Когда мы шли к его избе с деревни, от нас стремглав, припадая к земле шеей, неслась его единственная наседка и с отчаянно-восклицательным криком взвилась в её разбитое окошко.
На разрушенном крыльце, как-то по-вдовьи свернувшись, лежала чернобровая собака с висячими ушами, грустно глядя на нас вкось, исподлобья.
— Иван, — спросили мы, — чем же ты её кормишь? Иван слегка удивился:
— Как чем? Да ничем. Это её дело.
Перед крыльцом, на двух лопнувших колесах, рассыхалась на солнце пустая водовозка и бесцельно (видно, не зная, что делать) сидел на её обрезе сизый, с серой грудкой голубь. Иван посмотрел, усмехнулся:
— Ишь в какую визиточку нарядился!
А в избе пол был завален чем попало — всякой добычей памятного лета семнадцатого года: корыта кадушки, треногое ободранное кресло, прихотливо изогнутая рама из палисандра, где от зеркала осталась только половинка, полотнище пыльной гардины, цинковая детская найма с продавленным боком, граммофонный рупор, стенные часы с одной гирей в золе возле печки, пыльная господская визитка, как раз похожая на ту, в которую голубь «нарядился», — всё из какого-нибудь разграбленного господского имения. В избе, и без того тесной, негде было повернуться, было безобразно. И истуканом, молча сидела на лавке баба, каменная, большая, с страшными светлыми глазами — жена Ивана.
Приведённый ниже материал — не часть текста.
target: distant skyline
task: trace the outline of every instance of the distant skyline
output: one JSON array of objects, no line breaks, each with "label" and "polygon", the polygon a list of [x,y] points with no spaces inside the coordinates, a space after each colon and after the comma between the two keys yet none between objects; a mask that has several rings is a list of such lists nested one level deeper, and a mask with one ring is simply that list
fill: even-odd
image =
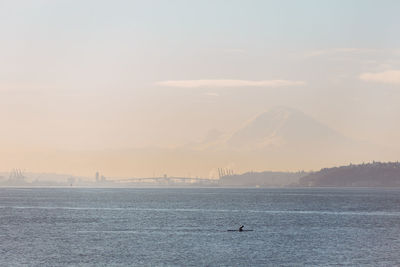
[{"label": "distant skyline", "polygon": [[[124,151],[179,151],[279,106],[400,150],[399,10],[395,0],[0,1],[0,171],[88,175],[106,162],[118,166],[109,176],[151,176],[166,170]],[[265,169],[297,168],[284,165]]]}]

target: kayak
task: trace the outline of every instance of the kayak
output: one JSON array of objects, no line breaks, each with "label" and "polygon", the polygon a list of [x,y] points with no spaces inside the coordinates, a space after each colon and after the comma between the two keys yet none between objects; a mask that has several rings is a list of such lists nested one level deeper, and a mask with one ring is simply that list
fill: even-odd
[{"label": "kayak", "polygon": [[228,230],[228,232],[251,232],[251,231],[253,231],[253,230],[242,230],[242,231],[239,231],[239,230]]}]

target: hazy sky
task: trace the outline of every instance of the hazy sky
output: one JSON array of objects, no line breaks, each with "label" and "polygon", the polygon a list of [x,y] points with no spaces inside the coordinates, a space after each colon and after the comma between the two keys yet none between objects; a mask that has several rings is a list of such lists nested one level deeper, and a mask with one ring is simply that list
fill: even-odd
[{"label": "hazy sky", "polygon": [[173,147],[275,106],[400,147],[399,14],[396,0],[0,0],[0,159]]}]

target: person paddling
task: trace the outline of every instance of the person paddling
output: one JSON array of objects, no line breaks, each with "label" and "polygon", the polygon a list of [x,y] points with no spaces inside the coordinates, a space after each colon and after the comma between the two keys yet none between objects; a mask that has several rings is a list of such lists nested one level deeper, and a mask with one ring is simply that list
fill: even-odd
[{"label": "person paddling", "polygon": [[244,227],[244,225],[242,225],[242,226],[239,227],[239,232],[242,232],[242,231],[243,231],[243,227]]}]

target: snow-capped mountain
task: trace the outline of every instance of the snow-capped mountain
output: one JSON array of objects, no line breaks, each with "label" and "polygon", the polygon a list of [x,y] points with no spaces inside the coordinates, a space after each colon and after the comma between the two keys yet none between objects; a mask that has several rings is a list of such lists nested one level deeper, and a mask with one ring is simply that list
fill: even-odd
[{"label": "snow-capped mountain", "polygon": [[303,112],[286,107],[258,115],[227,140],[229,147],[267,148],[277,146],[344,143],[347,138]]}]

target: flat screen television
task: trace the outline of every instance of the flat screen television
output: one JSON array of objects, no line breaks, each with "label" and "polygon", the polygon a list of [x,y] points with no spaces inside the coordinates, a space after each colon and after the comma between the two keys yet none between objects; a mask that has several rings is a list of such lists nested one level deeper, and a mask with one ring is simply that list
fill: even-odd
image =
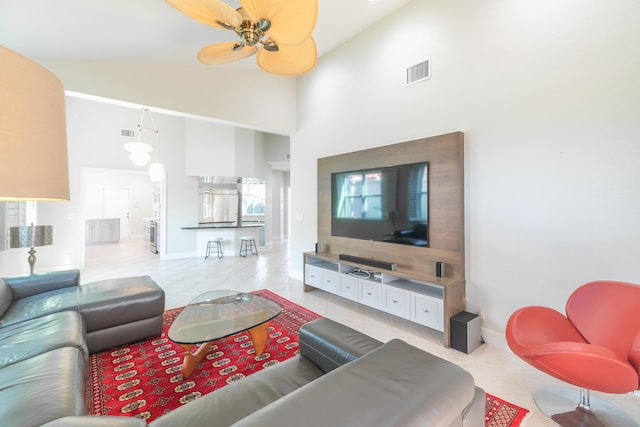
[{"label": "flat screen television", "polygon": [[331,235],[429,246],[429,163],[331,174]]}]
Сидела, молчала и смотрела.
— Это всё она натащила, — сказал Иван самодовольно. — Она у меня сокол!
1930
Старуха приехала в Москву издалека. Свой северный край называет Русью. Большая, бокастая, ходит в валенках, в тёплой стёганой безрукавке. Лицо крупное, желтоглазое, в космах толстых седых волос, — лицо восемнадцатого века.
Спросил её как-то:
— А сколько вам лет будет?
— Семьдесят семь, господин милый.
— А вы, дай Бог не сглазить, ещё совсем хоть куда.
— А что ж мне? Это года не велики. Наш родитель до ста лет дожил.
Чаю она не пьет, сахару не ест. Пьет горячую воду с чёрным хлебом, с селедкой или солеными огурцами.
— Вы никогда, небось, и не хворали?
— Нет, трясовица была на мне, порча на мне была. Мужа страшилась: как он ко мне с любовным чувством, меня и начинало трясти, корёжить. Сжечь бы её, ту, что напустила на меня это!
Слово «сжечь» одно из её любимых. Про большевиков говорит очень строго:
— Не смеют они так про Бога говорить. Бог наш, а не их. Сжечь бы их всех!
Её рассказы о родине величавы. Леса там темны, дремучи. Снега выше вековых сосен. Бабы, мужики едут в лубяных санках, на зубастых лохматых коньках, все в лазоревых, крашеного холста тулупах со стоячими аршинными воротами из жестокого псиного меху и в таких же шапках. Морозы грудь насквозь прожигают. Солнце на закате играет как в сказке: то блещет лиловым, то кумачовым, а то всё кругом рядит в золото или зелень. Звёзды ночью — в лебяжье яйцо.
1930
Автобиографические заметки
Некоторые автобиографические заметки, касающиеся главным образом моей писательской жизни, были напечатаны мною лет пятнадцать тому назад в собрании моих сочинений, изданном в Берлине «Петрополисом».